Tuttavia più che in nessun altro pensatore italiano del suo tempo in lui si trova
quell’adesione entusiastica e tuttavia razionalmente lucida al processo di
rinnovamento della società in cui consistette la forza dell’Illuminismo.
Bibliogr.: Del piacere e del dolore e altri scritti, a cura di R. De Felice, Milano
1964 (con bibliografia). Su V.: N. Valeri, Pietro Verri, Milano 1937; R. Steiner, Le
« Meditazioni sulla felicità » e il significato della loro doppia redazione nella
storia del pensiero di Pietro Verri, « Giornale storico della letteratura italiana »,
1967; sull’illuminismo lombardo in generale sono da vedere: Aa. Vv., La cultura
illuministica in Italia, a cura di M. Fubini, Torino 1964; F. Venturi, Settecento
riformatore, Torino 1969.
VICO (Giambattista), filosofo italiano (Napoli 1668-1744). Terzultimo degli otto
figli di un libraio poverissimo, ebbe un’infanzia grama, funestata quando aveva circa
sette anni da una caduta che rischiò di compromettere per sempre le sue facoltà
mentali. Dalla frattura del cranio guarì, ma il corpo rimase misero e gracile e la
perenne minaccia della tisi gli valse poi il nomignolo di « maestro Tisicuzzo ». Andò
a scuola, ma studiò soprattutto da solo e a buona ragione gli amici dell’età matura lo
chiamarono « autodidascalo ». A diciotto anni difese con successo il padre in una
causa, ma la precoce esperienza bastò a convincerlo di non essere tagliato per la vita
forense. Accettò perciò con gioia l’offerta di curare l’educazione dei figli del
marchese Rocca e in tale servizio passò nove anni (1686-1695). Non mancarono in
quel periodo i contatti con il mondo culturale napoletano, e in particolare con i
rappresentanti di un nuovo eclettismo, nel quale operavano come fermenti
rinnovatori il cartesianesimo, lo scetticismo libertino, il gassendismo, insieme con
gli echi del naturalismo rinascimentale e della nuova scienza galileiana. Della lettura
di Lucrezio è un riflesso la canzone Affetti di un disperato (1693), il cui cupo
pessimismo restò tuttavia un momento isolato nella vita spirituale del Vico. Nel 1699
vinse la cattedra di eloquenza nell’università di Napoli e si sposò con una donna
analfabeta, che gli dette otto figli. Fra i travagli di una esistenza tribolata Vico portò
avanti l’assiduo colloquio con i suoi « quattro auttori » (Platone, Tacito, Bacone e
Grozio), traendone i primi frutti. Delle « orazioni inaugurali », con le quali egli
apriva di solito i suoi corsi, quella del 1708, intitolata De nostri temporis studiorum
ratione, costituisce un documento importante della sua maturazione filosofica.

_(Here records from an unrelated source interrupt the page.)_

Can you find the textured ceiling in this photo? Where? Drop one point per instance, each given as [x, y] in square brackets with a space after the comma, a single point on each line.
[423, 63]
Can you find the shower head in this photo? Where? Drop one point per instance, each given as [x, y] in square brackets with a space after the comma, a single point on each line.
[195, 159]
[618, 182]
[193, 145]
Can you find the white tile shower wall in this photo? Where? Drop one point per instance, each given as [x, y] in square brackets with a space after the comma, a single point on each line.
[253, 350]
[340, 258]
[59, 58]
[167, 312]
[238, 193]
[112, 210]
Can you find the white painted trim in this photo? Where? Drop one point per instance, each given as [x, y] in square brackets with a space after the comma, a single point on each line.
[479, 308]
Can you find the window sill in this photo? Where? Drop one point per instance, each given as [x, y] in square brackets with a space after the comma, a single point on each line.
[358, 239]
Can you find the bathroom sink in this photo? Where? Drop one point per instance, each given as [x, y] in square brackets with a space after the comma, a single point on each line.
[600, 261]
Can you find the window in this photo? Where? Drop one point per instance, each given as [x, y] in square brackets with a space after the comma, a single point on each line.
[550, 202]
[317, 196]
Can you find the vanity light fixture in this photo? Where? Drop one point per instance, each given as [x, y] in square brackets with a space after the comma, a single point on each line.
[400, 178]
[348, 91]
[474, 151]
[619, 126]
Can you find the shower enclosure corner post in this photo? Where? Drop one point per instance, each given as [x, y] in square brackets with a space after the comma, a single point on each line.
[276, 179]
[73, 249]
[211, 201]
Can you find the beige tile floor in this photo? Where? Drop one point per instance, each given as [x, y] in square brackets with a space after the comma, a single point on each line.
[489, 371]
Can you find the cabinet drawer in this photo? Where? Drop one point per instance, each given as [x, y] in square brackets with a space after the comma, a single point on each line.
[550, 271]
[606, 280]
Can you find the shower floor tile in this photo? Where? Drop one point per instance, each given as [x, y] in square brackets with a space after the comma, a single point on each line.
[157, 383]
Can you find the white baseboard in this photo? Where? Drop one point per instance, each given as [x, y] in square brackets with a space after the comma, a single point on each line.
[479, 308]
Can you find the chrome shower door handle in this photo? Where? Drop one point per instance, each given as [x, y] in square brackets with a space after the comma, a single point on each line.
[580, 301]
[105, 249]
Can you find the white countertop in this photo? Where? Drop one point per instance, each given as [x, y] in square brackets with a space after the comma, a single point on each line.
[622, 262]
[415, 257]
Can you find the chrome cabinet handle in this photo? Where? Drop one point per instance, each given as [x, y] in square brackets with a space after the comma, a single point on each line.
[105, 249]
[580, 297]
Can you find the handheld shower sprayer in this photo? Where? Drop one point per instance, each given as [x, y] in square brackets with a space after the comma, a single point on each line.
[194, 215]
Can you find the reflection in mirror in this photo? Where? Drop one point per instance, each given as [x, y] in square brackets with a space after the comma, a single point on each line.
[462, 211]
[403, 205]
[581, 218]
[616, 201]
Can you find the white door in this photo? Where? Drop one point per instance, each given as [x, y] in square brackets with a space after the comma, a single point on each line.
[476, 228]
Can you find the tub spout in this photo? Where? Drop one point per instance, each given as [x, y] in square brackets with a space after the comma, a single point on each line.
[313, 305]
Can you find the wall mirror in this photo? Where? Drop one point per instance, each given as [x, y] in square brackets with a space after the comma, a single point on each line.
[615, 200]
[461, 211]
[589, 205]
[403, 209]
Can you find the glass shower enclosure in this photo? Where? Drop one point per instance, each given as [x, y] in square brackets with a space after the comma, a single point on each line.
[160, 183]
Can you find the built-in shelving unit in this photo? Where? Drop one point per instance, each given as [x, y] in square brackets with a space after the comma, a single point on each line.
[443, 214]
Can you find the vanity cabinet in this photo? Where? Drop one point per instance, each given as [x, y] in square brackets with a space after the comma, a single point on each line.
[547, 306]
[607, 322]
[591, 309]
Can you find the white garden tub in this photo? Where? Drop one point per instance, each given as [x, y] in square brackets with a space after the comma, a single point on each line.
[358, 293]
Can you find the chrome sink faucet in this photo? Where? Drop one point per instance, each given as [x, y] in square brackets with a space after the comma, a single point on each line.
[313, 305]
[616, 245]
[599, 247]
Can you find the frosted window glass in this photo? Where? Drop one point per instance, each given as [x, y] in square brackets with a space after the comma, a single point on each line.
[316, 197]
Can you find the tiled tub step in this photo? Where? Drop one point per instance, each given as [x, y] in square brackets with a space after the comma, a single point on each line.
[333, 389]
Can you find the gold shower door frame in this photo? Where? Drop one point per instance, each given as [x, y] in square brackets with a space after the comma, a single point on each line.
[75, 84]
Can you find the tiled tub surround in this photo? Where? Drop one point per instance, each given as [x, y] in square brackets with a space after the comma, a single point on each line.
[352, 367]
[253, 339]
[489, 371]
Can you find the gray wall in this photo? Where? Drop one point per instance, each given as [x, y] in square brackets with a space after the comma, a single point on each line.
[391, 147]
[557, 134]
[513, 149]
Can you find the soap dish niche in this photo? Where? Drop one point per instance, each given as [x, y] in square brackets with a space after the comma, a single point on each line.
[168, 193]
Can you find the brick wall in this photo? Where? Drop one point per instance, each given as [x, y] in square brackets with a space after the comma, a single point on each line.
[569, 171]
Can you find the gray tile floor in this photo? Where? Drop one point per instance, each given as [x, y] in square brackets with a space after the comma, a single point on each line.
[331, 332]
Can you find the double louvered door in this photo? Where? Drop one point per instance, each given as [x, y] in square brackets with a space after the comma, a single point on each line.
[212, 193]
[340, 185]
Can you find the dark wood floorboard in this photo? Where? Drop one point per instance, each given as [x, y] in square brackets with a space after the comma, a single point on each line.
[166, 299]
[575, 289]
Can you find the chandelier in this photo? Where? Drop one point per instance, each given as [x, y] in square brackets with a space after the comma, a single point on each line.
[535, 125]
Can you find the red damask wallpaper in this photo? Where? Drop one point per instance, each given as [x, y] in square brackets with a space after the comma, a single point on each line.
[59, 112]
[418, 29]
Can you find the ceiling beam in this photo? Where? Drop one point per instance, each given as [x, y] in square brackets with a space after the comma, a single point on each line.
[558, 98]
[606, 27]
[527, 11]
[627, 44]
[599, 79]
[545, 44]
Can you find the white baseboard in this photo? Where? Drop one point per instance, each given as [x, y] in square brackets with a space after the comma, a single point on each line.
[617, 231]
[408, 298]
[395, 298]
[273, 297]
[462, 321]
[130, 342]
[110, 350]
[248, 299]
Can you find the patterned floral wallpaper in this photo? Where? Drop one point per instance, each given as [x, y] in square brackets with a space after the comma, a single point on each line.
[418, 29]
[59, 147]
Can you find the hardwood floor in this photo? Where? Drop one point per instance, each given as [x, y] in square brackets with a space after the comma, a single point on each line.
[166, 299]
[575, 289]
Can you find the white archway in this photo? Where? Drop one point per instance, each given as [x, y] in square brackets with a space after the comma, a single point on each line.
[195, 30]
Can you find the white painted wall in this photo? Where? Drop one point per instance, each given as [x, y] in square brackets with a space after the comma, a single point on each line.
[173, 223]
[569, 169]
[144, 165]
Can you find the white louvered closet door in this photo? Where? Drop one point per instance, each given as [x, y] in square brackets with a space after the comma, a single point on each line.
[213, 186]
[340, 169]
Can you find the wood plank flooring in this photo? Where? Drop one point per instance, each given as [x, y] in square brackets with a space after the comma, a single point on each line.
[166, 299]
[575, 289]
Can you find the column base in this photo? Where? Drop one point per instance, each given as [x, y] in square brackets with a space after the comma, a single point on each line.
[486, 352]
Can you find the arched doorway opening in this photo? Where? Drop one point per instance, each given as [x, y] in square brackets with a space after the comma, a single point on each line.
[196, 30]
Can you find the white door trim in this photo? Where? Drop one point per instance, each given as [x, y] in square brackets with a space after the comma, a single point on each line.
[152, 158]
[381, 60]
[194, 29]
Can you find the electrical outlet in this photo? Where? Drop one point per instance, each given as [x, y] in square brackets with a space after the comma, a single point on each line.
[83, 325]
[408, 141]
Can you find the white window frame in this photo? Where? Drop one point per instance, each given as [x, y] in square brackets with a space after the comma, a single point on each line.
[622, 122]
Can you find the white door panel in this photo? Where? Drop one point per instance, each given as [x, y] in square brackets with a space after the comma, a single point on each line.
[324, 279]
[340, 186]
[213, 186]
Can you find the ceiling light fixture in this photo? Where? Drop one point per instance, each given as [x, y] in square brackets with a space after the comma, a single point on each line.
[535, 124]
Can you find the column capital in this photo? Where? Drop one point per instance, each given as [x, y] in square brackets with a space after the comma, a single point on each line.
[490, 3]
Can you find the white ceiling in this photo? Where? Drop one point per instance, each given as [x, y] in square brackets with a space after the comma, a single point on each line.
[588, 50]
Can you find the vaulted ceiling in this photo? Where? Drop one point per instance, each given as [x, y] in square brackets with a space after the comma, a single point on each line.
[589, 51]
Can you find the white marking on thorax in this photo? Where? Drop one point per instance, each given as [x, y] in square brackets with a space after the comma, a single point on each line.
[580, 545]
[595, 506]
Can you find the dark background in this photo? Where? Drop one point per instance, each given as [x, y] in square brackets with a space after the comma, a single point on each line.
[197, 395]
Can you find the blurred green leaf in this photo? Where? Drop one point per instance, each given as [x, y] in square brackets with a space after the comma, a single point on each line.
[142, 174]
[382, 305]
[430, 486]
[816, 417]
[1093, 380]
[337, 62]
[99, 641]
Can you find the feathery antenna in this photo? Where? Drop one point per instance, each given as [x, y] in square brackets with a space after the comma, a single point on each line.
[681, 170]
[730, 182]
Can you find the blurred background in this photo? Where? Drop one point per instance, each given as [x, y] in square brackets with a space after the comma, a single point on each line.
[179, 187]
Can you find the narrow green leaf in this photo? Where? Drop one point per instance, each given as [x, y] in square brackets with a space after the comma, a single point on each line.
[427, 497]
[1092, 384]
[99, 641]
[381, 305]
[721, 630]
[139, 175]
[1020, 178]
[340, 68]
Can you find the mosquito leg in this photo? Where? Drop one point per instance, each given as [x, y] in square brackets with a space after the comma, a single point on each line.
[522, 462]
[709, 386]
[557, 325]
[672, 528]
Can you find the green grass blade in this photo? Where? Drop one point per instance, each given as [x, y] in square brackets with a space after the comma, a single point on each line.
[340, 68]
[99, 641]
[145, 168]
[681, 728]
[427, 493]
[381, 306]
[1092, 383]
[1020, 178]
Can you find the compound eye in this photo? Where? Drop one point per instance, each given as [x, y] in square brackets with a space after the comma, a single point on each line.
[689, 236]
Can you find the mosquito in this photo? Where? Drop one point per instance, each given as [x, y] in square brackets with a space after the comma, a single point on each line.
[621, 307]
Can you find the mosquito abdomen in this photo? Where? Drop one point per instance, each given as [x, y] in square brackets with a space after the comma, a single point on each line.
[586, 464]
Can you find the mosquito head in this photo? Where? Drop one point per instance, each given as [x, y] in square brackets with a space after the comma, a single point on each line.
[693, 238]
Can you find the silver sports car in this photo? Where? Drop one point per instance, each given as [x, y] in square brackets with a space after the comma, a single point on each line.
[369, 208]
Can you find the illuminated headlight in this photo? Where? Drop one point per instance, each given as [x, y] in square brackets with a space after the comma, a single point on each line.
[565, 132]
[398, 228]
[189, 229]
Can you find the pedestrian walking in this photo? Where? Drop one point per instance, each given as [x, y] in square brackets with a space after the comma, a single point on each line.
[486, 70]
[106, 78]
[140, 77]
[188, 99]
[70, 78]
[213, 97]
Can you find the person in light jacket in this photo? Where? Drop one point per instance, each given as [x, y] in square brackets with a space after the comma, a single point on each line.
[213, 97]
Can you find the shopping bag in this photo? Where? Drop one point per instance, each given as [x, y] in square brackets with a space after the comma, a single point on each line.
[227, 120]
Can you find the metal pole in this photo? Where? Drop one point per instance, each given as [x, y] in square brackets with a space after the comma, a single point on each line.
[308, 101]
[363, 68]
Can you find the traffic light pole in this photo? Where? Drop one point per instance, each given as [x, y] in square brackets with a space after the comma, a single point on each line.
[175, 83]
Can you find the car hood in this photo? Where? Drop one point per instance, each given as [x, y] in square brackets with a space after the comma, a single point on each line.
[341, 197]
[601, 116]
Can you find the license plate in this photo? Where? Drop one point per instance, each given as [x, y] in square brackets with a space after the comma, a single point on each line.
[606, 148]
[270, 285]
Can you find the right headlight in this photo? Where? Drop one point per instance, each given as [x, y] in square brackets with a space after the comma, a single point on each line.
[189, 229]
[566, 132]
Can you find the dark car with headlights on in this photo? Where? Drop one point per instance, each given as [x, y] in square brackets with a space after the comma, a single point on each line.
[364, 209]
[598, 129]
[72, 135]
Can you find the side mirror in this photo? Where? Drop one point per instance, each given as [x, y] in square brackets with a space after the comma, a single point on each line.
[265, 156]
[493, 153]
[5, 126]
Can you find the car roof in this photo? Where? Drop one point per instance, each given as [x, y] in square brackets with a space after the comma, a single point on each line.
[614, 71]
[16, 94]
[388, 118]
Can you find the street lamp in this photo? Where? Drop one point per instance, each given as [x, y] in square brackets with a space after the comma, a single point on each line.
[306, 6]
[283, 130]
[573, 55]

Contrapponendosi ai « novatori », che esaltano l’esclusivo valore educatorio delle
matematiche, egli addita la perenne funzione formativa della poesia e della storia,
senza le quali l’animo giovanile rischia di cader preda del nichilismo scettico.
L’opera conclusiva di questo periodo di formazione è Dell’antichissima sapienza
degli Italici* (1710). Gli anni fra il 1717 e il 1732 furono i più tormentati e i più
fecondi della vita del Vico. Subì l’umiliazione di vedersi posposto a un altro nel
concorso per la cattedra di diritto romano (1723), la prima Scienza Nuova* (1725)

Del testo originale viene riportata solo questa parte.